Chapter 10: The Four Steps
You go and look at the shravakas and shravikas in the temples. Often you will find them asleep - listening is far away. Tired and tattered from the day’s work, they rest and sleep there. Even if they do not sleep they for sure do not listen. They are busy in their own mental uproar and thoughts.
Your mind should completely stop, its movement should stop; only then does listening happen. Listening is the first step. And the more significant the things discussed, the deeper the listening has to be, only then can it be understood. So the sutra says:
Thus, through statements like Tattvamasi, That art thou, to pursue the meanings such as oneness of jiva, the embodied soul, and Brahman, the absolute reality, is shravana, listening.
Tattvamasi is a supreme statement. There are only three or four supreme statements of the truth in the world but none is loftier than this. Tattvamasi means, That art thou, you are that. ‘That’, tat, we were discussing yesterday as being the description of God. This is the meaning of Tattvamasi, that ‘that’ is not anything out and away from you, you are that. What we have called tat, ‘that’, gives the impression of distance - ‘that’ is the indication of distance. Tattvamasi means, ‘that’ is you, ‘that’ is not far but very near, nearer than near. Your very existence is ‘that’. This is a supreme statement. A supreme statement means that if one explores it fully it will lead one to the ultimate state. This is why they are called supreme statements. Then no other scriptures are needed - no Vedas, no Koran and no Bible are needed - Tattvamasi is enough.
If one does the right listening, contemplation, assimilation and experiencing of this one statement, no other scriptures are required. A supreme statement means a condensed statement which covers all - just like formulas in chemistry, or just like Einstein’s formula of relativity, where the whole thing is covered in two or three words.

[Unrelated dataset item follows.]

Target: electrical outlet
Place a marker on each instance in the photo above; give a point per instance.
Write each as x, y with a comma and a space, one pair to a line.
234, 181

This supreme statement is a formula of spiritual chemistry. Three things are in it: Tat - that, tvam - thou, asi - you. They are the same: “that” and “thou” are one - this is the whole of this sutra. But the whole of Vedanta - the philosophy of the Vedas - the entire experience of the seers, is covered by those three words. It is like a mathematical formula: “that” -existence, God, and “thou” - the hidden consciousness within you, are not two things, they are one. And this is the essence of all the Vedas, everything else is just an expansion of this.
So in the Upanishads such statements are described as supreme statements. From this one statement, the philosophy, spiritual discipline and experience of the whole of life can be derived.